If the U.S. had supported pro-democracy forces in 2011, the current situation might be very different.

by Stephen Zunes, The Progressive

There are a number of issues of concern regarding the U.S.-led bombing campaign against Houthi targets in Yemen, one of the poorest countries in the world. Like other military operations ordered by the President without Congressional authorization, it raises serious constitutional questions. The strikes have thus far not had the intended effect of curbing Houthi attacks on international shipping. They have undermined the UN-led peace process to finally end that country’s nine-year civil war. Not surprisingly, there is a degree of incredulity in the Biden Administration’s claim that “We will continue to work to avoid a wider conflict in the region” while bombing Yemen, Syria, and Iraq.

Moreover, the United States may have played a significant role in bringing the Houthis—once a small rebel group representing a minority tribe in the north of Yemen—to control nearly three-quarters of the western part of that country, where the vast majority of its thirty-three million people live.

Soldier fighting in the ranks of the legitimate army against Al-Houthi militia in Taiz City .
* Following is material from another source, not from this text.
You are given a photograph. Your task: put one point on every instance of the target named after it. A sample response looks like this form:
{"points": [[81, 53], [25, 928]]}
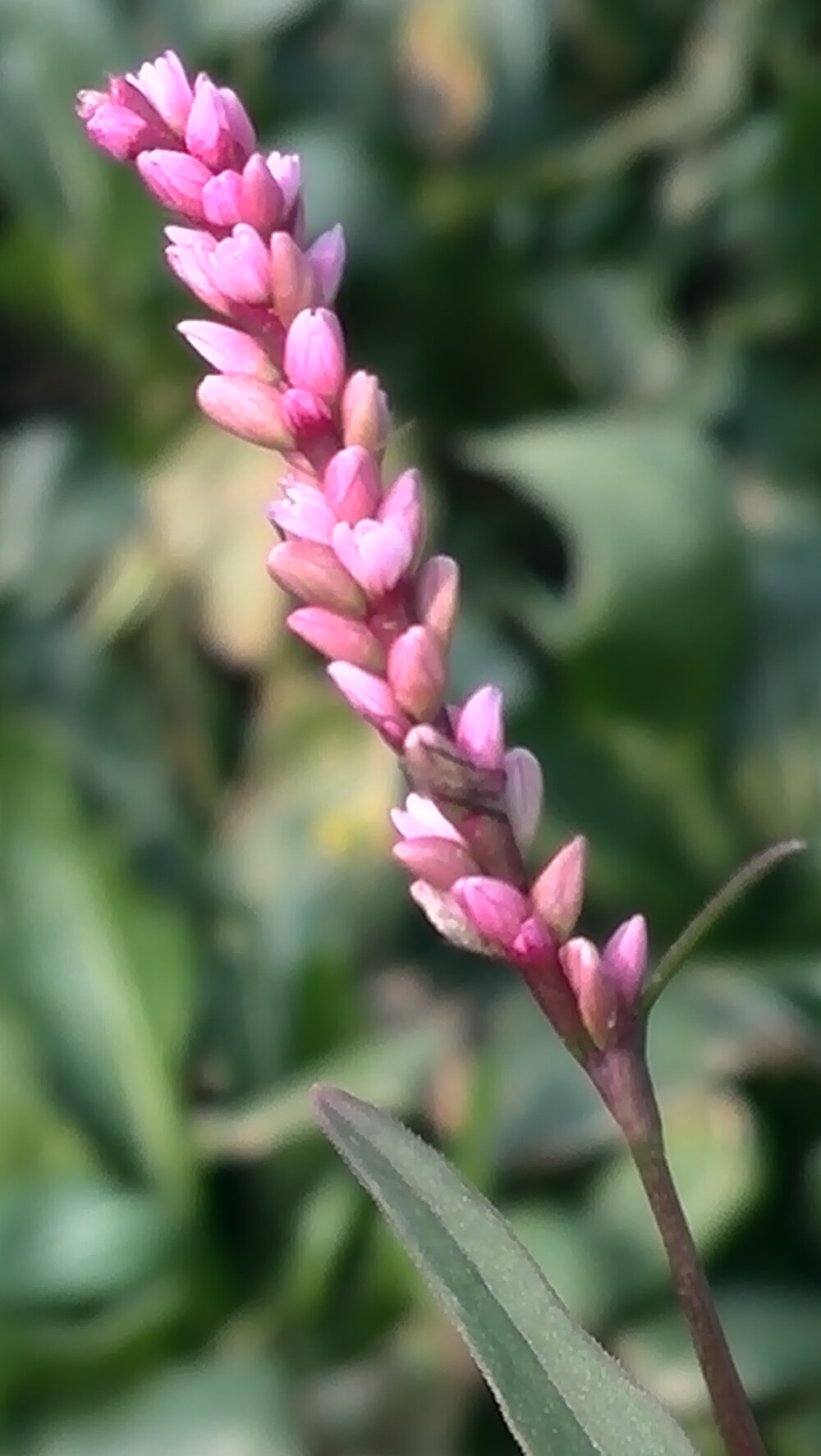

Middle Eastern governments may condemn Israel’s war on Gaza and criticize the United States for supporting it, but none of them dare to take on Israel or the United States directly. Irregular groups, however—as well as Hezbollah in Lebanon, the Houthis, and various militias operating in Syria and Iraq—have more freedom of action. In doing so, they increase their power and influence among the region’s peoples angered by the ongoing mass killing of Palestinian civilians and their governments’ inability or unwillingness to act.